# Arc Flash Incident at Shopping Center in Australia



## 99cents (Aug 20, 2012)

That's horrible. I wonder if Australia has the equivalent of NFPA70E?


----------



## MTW (Aug 28, 2013)

If I had to guess, they were sampling/testing transformer oil, accidentally let air into the transformer and it flashed over and exploded.


----------



## chicken steve (Mar 22, 2011)

> "As I came driving into the Galleria I (have) seen one guy coming running out and he was on fire," he said.
> 
> "And I (have) seen two guys coming out from the same door and they were on fire.

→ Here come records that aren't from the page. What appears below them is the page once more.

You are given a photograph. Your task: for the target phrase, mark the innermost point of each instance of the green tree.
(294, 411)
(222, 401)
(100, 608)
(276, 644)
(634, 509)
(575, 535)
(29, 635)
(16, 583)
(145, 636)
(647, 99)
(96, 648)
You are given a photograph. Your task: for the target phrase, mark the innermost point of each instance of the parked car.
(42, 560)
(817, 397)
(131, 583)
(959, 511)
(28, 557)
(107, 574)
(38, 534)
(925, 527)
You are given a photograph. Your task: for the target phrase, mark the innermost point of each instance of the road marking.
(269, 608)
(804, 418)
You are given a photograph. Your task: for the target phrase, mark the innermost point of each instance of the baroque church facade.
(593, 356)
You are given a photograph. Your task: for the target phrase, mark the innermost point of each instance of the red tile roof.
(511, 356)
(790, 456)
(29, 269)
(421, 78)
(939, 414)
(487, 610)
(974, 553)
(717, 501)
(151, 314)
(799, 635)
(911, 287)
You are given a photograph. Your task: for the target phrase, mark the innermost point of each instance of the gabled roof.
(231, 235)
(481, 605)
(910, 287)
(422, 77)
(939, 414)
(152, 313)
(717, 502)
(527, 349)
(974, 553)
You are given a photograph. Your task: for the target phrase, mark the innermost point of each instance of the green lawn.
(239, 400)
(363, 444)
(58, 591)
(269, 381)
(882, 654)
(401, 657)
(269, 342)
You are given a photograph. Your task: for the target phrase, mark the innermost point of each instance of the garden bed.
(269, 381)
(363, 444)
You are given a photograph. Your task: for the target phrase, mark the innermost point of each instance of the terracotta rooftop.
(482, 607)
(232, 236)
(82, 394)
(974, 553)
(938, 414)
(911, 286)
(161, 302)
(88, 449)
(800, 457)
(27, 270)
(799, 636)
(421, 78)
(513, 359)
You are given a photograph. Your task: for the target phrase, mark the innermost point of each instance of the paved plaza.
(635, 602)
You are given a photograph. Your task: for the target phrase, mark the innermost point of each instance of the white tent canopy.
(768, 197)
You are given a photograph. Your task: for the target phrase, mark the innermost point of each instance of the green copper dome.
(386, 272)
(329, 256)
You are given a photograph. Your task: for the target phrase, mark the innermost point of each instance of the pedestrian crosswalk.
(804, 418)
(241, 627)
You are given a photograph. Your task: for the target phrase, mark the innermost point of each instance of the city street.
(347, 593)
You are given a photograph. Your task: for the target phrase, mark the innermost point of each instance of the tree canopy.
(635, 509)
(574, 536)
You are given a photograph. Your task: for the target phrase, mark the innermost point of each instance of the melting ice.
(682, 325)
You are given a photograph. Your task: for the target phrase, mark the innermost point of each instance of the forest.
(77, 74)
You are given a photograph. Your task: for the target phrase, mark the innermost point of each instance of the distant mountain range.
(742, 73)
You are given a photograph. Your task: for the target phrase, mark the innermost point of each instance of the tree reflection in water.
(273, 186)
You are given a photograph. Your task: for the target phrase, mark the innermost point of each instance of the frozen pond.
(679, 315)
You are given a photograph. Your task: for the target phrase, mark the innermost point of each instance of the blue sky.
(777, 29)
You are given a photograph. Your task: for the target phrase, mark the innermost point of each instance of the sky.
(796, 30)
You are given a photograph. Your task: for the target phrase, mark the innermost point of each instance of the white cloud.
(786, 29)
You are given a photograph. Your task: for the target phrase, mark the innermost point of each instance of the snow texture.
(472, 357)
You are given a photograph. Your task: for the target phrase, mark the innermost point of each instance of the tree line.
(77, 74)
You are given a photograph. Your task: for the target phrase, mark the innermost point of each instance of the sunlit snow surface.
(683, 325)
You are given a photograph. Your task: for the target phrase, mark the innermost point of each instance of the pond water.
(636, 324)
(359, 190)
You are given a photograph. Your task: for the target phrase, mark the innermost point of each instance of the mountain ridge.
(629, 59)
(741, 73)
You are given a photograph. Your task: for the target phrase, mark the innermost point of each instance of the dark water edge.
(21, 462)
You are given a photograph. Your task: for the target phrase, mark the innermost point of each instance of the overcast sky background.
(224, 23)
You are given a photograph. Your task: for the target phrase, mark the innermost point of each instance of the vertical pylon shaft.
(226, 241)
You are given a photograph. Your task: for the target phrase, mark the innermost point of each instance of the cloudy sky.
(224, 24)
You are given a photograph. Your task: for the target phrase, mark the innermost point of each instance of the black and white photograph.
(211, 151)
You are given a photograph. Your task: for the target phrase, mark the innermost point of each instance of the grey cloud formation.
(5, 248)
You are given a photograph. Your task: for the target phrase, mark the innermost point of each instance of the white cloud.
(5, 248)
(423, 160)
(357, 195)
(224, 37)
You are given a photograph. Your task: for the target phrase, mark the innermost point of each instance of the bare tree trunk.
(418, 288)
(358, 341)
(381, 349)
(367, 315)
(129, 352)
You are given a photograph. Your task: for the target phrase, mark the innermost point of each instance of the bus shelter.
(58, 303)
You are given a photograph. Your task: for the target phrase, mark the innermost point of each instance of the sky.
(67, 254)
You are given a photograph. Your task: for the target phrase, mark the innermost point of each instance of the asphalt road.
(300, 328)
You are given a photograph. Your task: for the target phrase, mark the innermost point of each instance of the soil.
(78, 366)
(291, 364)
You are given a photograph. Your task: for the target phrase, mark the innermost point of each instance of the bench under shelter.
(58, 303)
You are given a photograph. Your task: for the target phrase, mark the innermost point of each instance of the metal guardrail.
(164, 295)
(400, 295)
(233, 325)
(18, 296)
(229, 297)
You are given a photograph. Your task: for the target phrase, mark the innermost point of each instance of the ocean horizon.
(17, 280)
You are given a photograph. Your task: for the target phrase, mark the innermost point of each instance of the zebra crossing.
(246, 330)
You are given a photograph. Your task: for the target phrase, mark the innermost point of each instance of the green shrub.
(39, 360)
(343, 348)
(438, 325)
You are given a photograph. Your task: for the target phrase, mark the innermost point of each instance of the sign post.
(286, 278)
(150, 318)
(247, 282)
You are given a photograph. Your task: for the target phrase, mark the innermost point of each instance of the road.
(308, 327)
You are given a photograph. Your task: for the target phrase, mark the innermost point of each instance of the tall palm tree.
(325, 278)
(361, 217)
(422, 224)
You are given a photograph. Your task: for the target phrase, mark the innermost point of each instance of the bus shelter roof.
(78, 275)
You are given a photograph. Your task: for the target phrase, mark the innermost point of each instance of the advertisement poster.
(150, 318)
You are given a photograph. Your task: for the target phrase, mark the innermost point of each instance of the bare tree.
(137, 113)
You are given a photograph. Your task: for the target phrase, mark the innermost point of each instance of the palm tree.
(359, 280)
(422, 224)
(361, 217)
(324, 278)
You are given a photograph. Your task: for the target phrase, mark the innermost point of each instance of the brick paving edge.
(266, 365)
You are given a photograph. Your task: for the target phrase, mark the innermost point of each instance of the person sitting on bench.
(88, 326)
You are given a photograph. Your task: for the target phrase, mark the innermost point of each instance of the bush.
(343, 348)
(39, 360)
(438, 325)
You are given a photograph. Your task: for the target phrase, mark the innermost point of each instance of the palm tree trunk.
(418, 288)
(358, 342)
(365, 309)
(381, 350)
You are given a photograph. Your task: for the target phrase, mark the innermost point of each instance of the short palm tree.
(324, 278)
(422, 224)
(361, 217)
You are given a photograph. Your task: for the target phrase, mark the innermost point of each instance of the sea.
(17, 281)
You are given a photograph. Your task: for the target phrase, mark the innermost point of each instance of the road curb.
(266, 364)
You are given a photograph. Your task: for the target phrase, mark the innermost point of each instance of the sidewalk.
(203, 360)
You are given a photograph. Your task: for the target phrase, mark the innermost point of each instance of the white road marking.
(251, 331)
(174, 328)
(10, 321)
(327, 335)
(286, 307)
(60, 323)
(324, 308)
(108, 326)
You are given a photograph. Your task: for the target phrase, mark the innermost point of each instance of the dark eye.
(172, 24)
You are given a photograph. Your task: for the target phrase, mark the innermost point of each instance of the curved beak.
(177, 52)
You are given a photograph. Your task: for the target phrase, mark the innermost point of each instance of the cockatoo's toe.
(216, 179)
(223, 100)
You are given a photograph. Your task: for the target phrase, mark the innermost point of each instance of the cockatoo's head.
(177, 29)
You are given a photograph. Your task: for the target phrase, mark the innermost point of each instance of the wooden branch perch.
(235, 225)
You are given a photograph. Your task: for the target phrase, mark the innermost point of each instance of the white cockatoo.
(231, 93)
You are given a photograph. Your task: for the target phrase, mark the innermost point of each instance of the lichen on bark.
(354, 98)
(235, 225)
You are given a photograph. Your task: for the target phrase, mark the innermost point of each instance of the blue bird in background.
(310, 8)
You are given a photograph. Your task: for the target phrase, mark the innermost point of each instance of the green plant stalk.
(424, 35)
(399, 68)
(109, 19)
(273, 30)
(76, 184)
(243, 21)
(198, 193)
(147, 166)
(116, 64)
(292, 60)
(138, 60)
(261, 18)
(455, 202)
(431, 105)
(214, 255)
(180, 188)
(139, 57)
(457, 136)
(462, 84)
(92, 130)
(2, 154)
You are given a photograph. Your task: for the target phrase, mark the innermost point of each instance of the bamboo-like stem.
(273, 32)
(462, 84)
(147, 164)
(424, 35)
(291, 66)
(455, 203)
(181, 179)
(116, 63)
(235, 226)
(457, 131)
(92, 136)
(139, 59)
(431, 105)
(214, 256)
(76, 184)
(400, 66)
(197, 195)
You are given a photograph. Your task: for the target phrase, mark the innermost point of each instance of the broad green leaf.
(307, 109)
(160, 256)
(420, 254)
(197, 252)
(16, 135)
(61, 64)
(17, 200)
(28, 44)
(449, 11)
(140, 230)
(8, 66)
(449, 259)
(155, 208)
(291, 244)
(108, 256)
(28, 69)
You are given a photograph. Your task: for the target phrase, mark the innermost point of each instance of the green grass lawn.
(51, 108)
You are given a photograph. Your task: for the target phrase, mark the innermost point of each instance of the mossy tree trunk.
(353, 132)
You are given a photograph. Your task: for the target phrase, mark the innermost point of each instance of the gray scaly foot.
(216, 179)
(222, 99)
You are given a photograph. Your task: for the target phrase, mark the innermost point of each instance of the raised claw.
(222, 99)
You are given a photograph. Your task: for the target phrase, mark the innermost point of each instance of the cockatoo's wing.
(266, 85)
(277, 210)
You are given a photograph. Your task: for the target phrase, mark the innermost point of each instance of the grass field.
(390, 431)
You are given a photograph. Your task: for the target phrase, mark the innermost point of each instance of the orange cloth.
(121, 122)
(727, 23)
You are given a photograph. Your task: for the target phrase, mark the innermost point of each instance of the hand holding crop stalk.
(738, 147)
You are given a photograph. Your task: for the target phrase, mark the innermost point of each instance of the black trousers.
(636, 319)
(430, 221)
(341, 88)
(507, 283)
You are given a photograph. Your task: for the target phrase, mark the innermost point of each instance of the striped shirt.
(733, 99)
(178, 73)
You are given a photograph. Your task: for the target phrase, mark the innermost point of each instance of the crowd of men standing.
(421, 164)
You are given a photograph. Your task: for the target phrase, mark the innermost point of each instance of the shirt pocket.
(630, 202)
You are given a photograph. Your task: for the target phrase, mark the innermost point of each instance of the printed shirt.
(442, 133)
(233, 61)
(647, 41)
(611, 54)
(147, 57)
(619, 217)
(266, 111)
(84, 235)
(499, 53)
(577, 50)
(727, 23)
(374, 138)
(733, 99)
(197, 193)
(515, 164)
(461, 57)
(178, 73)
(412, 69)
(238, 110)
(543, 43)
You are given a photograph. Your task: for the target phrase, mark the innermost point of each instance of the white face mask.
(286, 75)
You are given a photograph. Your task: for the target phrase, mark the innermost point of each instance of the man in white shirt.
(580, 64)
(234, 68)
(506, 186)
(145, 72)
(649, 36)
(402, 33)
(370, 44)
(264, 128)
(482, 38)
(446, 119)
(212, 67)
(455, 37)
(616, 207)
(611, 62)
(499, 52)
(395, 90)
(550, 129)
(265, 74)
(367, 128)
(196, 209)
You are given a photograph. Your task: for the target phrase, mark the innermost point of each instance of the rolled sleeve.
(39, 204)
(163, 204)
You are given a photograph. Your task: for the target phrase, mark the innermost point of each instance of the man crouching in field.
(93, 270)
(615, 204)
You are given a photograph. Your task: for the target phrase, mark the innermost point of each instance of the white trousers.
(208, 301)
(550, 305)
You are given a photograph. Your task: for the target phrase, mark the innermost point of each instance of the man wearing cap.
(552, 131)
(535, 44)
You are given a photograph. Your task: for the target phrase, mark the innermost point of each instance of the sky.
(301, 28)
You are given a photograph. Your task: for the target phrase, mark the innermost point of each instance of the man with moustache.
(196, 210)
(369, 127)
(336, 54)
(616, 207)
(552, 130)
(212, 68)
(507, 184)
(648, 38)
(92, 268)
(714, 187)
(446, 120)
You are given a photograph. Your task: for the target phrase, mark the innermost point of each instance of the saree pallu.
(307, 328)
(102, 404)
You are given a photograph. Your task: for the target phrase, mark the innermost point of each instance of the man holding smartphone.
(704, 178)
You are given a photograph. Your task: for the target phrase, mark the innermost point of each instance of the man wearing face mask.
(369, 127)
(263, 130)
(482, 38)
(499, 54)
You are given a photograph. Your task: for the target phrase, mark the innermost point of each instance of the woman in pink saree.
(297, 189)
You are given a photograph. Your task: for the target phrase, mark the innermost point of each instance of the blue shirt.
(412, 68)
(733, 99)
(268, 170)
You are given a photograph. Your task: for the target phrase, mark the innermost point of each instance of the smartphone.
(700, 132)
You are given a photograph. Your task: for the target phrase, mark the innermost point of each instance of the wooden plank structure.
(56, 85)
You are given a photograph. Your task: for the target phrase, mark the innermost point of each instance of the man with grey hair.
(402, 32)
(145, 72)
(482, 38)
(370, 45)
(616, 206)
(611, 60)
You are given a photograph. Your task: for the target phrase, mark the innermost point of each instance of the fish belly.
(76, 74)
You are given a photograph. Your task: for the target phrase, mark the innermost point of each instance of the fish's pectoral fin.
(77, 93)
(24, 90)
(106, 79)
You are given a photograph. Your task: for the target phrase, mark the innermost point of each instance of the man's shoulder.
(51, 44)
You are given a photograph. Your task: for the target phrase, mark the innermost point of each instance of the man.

And I knew straight away what was happening.
> 
> ...


~CS~


----------



## Frank Mc (Nov 7, 2010)

Apparently a CFS unit exploded for some reason....

Frank


----------



## MTW (Aug 28, 2013)

Frank Mc said:


> Apparently a CFS unit exploded for some reason....
> 
> Frank


What's a CFS unit?


----------



## Meadow (Jan 14, 2011)

Frank Mc said:


> Apparently a CFS unit exploded for some reason....
> 
> Frank





MTW said:


> What's a CFS unit?


x2. CFS is??


----------



## KennyW (Aug 31, 2013)

Cant
F**in
Say?

:jester:


----------



## MTW (Aug 28, 2013)

So maybe we can figure this one out in American parlance?


----------



## Meadow (Jan 14, 2011)

In one of the vids through the door I saw giant cooling fins... I guess there was medium voltage equipment inside.


----------



## MTW (Aug 28, 2013)

MTW said:


> If I had to guess, they were sampling/testing transformer oil, accidentally let air into the transformer and it flashed over and exploded.


Bump. Many transformer disasters have occurred because of this.


----------



## Almost always lurkin (Jul 30, 2014)

Compact Fusible Switch? Or something else?


----------